Two of those refusing food were taken to hospital last week, and with the rolling hunger strike entering its second month on Tuesday there is mounting concern for their safety.
Shahmina Alam, whose 28-year-old brother, Kamran Ahmed, was taken to hospital on 25 November, condemned the government for failing to respond to their demands. They include immediate bail, ending the ban on Palestine Action, and stopping restrictions on communications.
“He’s gone into his fourth week of a hunger strike, and we’ve had no response from the home secretary and the Ministry of Justice, which leads to feelings of frustration, anger and a deep-rooted sadness,” said Alam.
“If I start thinking about too much, I will break apart. Every single time I speak to him, I’m like: this could be our last conversation. Are we waiting for all of them to be in hospital, or even worse, before the government decides to respond?”

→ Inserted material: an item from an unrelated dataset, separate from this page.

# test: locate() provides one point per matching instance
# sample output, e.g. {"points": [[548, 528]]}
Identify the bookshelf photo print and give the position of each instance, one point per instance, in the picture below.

The 33-year-old pharmacist said her brother’s hospitalisation was made worse by the fact that his family had not been given updates about his condition. “I couldn’t sleep all night,” she said. “I would have panic attacks and palpitations through the day. I had carers’ leave given to me because my work was so concerned about my ability to carry out my duties.”

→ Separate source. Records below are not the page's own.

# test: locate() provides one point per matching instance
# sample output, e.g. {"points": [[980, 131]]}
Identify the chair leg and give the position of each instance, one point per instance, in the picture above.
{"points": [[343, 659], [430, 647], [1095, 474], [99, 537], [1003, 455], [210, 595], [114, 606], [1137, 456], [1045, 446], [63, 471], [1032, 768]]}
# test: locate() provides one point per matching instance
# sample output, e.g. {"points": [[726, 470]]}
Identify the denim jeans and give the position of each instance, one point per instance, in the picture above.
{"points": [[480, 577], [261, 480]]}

She said she had had a conversation with her brother shortly before speaking with the Guardian. Although he was no longer in hospital, where she said he was handcuffed to a prison guard the whole time, his ketone levels were starting to rise again and his sugar levels were dropping, she said.

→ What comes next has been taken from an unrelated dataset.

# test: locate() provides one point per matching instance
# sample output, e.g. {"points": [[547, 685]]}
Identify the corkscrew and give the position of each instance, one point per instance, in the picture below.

He also told her that doctors had told him in hospital that he had acidic blood and had developed arrhythmia. “I don’t want to receive another call from him saying that an ambulance is taking him [to hospital],” said Alam.
Ahmed, who is being held at Pentonville prison in London, went on hunger strike on 10 November. He joined Teuta Hoxha, at Peterborough prison, who began refusing food on 9 November and was hospitalised on Thursday; Jon Cink at Bronzefield prison in Surrey, who began on 6 November, and Heba Muraisi, who is held at HMP New Hall and started on 5 November. The first two prisoners to go on hunger strike were Qesser Zuhrah and Amu Gib, both also at Bronzefield, on 2 November.
All are accused of participating in actions before Palestine Action was proscribed and will have been in prison for well over a year before they are tried. A legal challenge to the ban on the direct action group concluded on Tuesday, with the judges reserving their decision until a later date. Tuesday’s hearing included more than two hours in closed court, which the claimant, the Palestine Action co-founder, Huda Ammori, was excluded from.
Zuhrah’s best friend and designated “loved one” while in prison, Ella Moulsdale, 21, said: “She’s definitely a lot lower on energy and just in a lot of pain all over, especially her joints. I think just everything is a big effort for her, because she doesn’t have any fuel really in her body.
“Mentally she’s still very strong, surprisingly and very impressively. She’s very committed to getting all of their demands met and going for as long as her body will let her but it is extremely hard to watch the kind of slow deterioration of her body.
“I’m definitely very scared but at the same time, I’m very proud of her. Nobody wants to make this choice but I completely understand why she has come to this, to take this action, because it’s not only a way to reclaim her autonomy in there [jail], but it’s also a way to fight back.”
The hunger strike is believed to be the biggest such action in the UK since the hunger strike by IRA prisoners led by Bobby Sands, and Moulsdale and Alam both referenced that in criticising the government’s current lack of engagement.
Moulsdale, with whom Zuhrah, 20, was at university before being imprisoned, said ministers’ response was “not surprising, because they let the Irish hunger strikers starve to death, 10 of them in 1981”.
A Prison Service spokesperson said: “Any prisoner assessed as needing hospital treatment is immediately taken to hospital.”